SB 1188: Manufacturers not liable for selling junk?

March 26, 2014

Recycled household appliances

Update 5/28/14: The state Senate voted 21-14 today to approve SB 1188. The bill now moves to the Assembly.

MARCH 26, 2014 – courts have let business off the hook for hazy TV screens, overheating computers, malfunctioning washing machines, and more. Senate Bill 1188 holds corporations accountable – but it faces fierce industry opposition from manufacturers and high-tech businesses.


For decades, the Consumer Legal Remedies Act (CLRA) helped protect Californians from fraudulent business practices. But court rulings weakened the act. Senate Bill 1188 is the cure.

Under this California law, businesses faced charges of fraud if they knew of an inherent product defect, but failed to inform consumers about it. Be it a balky TV, computer or appliance, CLRA acted as a strong disincentive to deceptive marketplace behavior.

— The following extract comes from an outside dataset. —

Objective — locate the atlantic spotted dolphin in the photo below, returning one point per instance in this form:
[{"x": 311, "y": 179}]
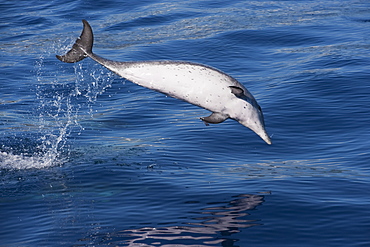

But in recent years, courts have hamstrung the use of CLRA to expose fraud and seek justice for consumers. Ever since a 2006 state appeals court ruling in the case of Daugherty v. American Honda Motor Co., CLRA fraudulent omission claims have in some cases been rejected if a product or service did not pose a demonstrable risk to consumer health or safety.

The result: a manufacturer can sell a product it knows is likely to break down long before its expected useful life, and face no responsibility even if the company concealed its knowledge of the problem. That was never the intent when state lawmakers crafted the CLRA as a weapon in the fight against fraud.

Senate Bill 1188 by Sen. Hannah-Beth Jackson provides a solution. It spells out that CLRA protects consumers when a company commits fraud by failing to disclose a known latent defect, whether or not safety is at risk.

SB 1188 is necessary to assure fairness for Californians when a business defrauds customers. Otherwise, merchants in all but the most dangerous cases will be able with impunity to sell products they know will soon become junk.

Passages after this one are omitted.